On other issues, like healthcare and abortion, for example, the church must also speak out on behalf of “the least of these,” Edmonson said.
“I can’t go in the pulpit on Sunday morning and talk about what Jesus did for the poor, the lame and the ill and then not practice what we preach,” he said.
Edmonson said he worries that many in the faith community have their own reasons for not “speaking up and speaking out” on behalf of the marginalized, and, as a result, the Church’s prophetic voice is silenced.
Hearing a gospel message should change a person, he said, a church may have to be the one to bring up the difficult subjects.
At the same time pastors cannot give in to the temptation to talk about whatever is in the news that week from the pulpit, McEntyre said.
“I think a lot of pastors are having to examine their hearts and prayerfully consider when is it time to speak up about certain things that are going on in the news and in politics and when is it not appropriate to do that,” she said. “All of us who are pastoring maybe always have had to weigh that, but it seems more so now than in times past.”
Peterson said one of the pastor’s broader roles is to discern how to look at structures in society and figure out how to respond to them in a way that conveys love. On a more personal level, pastors must understand how their own sense of call intersects with their personal story.
“It’s not an accident that one pastor feels called toward justice ministry and another toward compassion ministry,” Peterson said. “Naturally people tilt one way or the other.”
After years of working with ministers, Peterson believes the key is for an individual to be introspective about natural inclinations.
“The church needs those who see issues in black and white, as well as those who see the grays,” Peterson said. “At the same time, both types of leaders also may at times be called upon to take the position that’s uncomfortable.”
Christians can and should seek to persuade others and to promote civility in a religiously diverse culture, Moore said.
“One of the great problems that we have in American life across the board is that we don’t ultimately believe that we’re going to be able to persuade one another of anything,” Moore said. “And, so, we assume all we can do is push one another into their categories and to speak about them rather than to them.”
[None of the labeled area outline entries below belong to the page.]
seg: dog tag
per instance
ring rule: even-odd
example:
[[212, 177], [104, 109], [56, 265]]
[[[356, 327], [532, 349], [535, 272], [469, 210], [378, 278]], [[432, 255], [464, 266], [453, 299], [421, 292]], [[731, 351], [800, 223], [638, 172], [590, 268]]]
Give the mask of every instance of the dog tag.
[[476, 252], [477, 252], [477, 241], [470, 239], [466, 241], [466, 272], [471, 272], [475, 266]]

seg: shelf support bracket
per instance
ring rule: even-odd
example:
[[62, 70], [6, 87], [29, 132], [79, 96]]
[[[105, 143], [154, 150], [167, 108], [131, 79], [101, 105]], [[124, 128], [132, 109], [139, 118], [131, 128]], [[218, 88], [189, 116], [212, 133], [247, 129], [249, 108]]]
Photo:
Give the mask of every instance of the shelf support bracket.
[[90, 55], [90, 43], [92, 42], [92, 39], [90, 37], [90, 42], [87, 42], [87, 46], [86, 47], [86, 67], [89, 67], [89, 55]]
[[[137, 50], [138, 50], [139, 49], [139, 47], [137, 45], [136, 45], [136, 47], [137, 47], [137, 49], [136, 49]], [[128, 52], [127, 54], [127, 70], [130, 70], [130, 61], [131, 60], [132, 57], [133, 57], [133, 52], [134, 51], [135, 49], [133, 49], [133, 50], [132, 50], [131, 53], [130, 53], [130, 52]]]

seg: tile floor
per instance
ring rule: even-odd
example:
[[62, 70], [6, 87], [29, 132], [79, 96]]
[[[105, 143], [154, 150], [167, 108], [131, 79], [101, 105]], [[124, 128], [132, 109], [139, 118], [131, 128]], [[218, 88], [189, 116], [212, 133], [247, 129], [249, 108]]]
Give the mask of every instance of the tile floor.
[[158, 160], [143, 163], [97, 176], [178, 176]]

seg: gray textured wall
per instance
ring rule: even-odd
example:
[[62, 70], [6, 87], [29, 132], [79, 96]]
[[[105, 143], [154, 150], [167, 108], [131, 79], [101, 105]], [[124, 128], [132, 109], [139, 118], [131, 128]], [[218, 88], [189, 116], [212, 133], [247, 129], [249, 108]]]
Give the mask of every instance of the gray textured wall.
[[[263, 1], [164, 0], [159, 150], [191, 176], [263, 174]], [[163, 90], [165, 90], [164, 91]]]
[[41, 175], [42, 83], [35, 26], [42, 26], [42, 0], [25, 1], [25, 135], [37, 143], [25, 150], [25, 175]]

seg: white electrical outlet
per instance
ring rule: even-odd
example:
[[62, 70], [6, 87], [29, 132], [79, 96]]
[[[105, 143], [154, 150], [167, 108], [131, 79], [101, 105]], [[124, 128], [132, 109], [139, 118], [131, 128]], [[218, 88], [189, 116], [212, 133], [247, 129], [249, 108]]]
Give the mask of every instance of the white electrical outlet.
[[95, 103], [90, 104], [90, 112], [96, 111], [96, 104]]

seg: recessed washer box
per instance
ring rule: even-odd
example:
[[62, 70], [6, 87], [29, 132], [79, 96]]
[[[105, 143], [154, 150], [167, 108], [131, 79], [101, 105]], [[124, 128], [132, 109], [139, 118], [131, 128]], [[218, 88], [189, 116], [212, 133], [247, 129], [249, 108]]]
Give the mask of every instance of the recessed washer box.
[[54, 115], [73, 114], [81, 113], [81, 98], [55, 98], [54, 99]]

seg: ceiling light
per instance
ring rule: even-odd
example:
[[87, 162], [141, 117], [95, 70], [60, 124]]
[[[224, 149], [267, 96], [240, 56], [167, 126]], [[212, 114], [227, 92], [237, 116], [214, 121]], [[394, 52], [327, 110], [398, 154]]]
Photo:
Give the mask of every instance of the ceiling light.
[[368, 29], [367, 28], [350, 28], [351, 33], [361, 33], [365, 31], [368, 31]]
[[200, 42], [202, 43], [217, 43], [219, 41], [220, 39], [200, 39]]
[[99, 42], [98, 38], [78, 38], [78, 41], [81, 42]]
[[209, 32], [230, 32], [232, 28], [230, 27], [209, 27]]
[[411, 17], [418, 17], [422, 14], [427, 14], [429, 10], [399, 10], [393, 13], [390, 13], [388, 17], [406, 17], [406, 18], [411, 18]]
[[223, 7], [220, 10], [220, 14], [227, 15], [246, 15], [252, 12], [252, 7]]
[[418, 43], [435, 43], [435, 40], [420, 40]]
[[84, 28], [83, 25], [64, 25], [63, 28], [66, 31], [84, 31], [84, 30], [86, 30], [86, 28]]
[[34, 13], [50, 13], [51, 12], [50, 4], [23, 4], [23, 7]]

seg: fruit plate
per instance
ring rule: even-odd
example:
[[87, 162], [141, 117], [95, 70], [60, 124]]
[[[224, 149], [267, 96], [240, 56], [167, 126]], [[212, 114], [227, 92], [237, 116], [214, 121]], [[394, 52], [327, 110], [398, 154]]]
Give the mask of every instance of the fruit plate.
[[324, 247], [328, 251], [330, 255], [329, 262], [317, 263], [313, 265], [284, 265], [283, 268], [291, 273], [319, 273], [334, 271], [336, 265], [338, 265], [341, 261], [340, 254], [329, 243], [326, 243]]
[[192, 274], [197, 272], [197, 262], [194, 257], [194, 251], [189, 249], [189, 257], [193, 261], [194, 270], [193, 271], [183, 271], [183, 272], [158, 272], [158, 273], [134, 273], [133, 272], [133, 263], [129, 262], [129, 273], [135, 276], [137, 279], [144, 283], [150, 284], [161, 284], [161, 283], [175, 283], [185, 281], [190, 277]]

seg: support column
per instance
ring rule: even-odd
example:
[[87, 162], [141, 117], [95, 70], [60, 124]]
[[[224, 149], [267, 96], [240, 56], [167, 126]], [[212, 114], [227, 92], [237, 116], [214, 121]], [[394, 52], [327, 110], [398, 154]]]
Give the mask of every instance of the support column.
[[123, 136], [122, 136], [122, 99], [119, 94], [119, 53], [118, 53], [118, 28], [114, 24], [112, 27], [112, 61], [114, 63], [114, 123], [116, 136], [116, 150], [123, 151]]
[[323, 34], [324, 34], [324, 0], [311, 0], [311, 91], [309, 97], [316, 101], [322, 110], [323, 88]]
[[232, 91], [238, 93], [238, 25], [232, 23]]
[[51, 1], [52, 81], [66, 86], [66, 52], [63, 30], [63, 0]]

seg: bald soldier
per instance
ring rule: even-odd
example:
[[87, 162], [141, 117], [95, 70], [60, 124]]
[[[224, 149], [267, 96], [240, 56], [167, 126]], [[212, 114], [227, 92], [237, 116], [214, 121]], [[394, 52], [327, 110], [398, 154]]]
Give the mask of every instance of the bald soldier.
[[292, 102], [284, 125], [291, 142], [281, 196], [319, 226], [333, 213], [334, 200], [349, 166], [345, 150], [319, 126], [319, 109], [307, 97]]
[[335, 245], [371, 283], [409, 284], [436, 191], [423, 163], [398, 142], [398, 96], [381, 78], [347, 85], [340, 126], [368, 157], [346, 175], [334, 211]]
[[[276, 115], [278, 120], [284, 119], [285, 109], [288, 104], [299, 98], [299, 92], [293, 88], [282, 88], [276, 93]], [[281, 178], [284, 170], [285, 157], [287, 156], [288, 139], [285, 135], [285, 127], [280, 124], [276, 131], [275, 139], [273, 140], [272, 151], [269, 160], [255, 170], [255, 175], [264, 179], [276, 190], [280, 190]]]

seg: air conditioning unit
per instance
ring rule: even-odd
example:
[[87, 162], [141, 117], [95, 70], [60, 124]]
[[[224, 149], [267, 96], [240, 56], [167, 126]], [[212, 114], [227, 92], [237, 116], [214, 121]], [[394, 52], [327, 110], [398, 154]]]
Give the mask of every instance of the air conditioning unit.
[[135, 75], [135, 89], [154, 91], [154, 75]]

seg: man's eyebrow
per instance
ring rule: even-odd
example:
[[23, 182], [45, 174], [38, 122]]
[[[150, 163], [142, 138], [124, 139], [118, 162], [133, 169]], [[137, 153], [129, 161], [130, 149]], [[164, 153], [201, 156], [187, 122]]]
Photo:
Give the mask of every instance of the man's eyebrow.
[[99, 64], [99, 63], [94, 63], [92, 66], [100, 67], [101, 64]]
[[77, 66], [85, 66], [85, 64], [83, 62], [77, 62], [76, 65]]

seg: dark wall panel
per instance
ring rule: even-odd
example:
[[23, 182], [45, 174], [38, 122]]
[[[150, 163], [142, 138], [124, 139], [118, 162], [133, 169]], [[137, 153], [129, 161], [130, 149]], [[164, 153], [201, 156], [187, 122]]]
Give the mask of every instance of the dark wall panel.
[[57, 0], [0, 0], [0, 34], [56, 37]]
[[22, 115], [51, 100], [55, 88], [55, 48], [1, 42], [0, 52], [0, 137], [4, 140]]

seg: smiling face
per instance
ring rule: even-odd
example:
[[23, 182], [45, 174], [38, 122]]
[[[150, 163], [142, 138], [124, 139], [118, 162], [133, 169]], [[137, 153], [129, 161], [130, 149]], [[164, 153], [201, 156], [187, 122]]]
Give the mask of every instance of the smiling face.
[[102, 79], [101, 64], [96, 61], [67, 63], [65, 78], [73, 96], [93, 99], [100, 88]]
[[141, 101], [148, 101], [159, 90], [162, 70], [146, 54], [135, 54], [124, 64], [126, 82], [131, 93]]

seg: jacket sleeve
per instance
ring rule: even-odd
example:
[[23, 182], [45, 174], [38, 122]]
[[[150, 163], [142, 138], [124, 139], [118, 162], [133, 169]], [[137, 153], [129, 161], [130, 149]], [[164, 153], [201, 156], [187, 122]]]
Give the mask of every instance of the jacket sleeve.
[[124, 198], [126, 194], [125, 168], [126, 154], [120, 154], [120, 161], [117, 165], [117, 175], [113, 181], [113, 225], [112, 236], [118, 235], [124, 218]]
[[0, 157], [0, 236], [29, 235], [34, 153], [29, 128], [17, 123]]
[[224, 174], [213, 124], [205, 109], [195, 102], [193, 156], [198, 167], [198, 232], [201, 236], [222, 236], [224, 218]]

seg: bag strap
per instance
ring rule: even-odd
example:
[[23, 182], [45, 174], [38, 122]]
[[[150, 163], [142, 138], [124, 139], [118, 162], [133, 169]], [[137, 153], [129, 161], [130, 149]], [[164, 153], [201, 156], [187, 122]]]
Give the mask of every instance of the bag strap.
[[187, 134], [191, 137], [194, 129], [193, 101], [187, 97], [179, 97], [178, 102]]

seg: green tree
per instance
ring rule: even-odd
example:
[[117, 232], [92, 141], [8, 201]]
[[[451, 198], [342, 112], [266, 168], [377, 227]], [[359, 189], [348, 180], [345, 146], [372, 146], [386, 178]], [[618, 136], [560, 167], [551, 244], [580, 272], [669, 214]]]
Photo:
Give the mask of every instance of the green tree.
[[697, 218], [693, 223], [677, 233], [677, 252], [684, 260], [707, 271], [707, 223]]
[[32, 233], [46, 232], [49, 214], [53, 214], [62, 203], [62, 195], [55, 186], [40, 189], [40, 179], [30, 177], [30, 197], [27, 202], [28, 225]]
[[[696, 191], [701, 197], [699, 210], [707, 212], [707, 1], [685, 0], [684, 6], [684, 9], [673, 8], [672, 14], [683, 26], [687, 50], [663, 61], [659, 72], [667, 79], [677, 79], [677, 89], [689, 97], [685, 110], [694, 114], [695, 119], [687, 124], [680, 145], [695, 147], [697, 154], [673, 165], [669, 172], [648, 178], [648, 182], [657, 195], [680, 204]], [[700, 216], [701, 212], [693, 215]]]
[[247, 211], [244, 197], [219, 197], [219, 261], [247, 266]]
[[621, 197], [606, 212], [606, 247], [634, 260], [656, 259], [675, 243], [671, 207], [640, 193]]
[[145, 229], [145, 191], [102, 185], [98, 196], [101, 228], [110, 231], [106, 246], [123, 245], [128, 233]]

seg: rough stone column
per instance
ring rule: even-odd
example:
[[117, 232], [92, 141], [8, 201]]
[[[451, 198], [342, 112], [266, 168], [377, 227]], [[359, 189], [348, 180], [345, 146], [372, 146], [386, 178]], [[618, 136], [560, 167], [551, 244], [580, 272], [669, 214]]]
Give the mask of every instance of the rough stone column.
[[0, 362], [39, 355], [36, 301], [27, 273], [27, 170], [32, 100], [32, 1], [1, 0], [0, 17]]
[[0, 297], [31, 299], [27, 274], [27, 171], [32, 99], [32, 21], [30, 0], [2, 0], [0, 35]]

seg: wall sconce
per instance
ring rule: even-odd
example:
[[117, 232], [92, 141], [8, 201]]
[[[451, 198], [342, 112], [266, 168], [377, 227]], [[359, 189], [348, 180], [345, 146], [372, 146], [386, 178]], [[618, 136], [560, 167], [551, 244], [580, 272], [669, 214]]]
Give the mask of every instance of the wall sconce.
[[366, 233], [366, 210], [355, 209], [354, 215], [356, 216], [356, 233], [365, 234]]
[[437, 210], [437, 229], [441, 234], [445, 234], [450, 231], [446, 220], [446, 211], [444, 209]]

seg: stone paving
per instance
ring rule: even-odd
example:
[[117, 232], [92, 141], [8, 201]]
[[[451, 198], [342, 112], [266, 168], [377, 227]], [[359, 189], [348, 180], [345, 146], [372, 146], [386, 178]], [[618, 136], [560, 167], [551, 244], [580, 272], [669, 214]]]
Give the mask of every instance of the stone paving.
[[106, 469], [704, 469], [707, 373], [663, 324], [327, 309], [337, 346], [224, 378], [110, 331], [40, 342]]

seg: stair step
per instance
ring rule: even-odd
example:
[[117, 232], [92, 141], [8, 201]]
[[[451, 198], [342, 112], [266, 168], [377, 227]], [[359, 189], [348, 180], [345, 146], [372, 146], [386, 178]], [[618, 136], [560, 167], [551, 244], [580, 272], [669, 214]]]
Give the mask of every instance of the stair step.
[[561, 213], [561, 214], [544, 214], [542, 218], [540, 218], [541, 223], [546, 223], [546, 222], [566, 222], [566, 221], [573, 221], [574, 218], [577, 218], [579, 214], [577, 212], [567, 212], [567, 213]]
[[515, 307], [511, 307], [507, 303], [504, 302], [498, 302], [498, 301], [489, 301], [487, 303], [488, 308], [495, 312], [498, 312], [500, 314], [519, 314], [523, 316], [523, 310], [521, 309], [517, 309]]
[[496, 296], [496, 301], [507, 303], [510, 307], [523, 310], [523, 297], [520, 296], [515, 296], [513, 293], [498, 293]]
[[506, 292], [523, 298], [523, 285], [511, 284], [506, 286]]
But to turn hearts toward Jesus, people must speak to other people, even when they disagree. In his book “The Prophetic Imagination,” Old Testament scholar and theologian Walter Brueggemann writes that “the task of the prophetic is to nurture, nourish and evoke a consciousness and perception alternative to the consciousness and perception of the dominant culture around us.” Offering that different perception of the culture does not have to consist of “spectacular crusading or abrasive measures of indignation,” Brueggemann writes. Nor do they have to be expressed primarily in the contemporary issues of the day.
“The issues of God’s freedom and his will for justice,” Brueggemann added, “can be discerned wherever people try to live together and show concern for their shared future and identity.”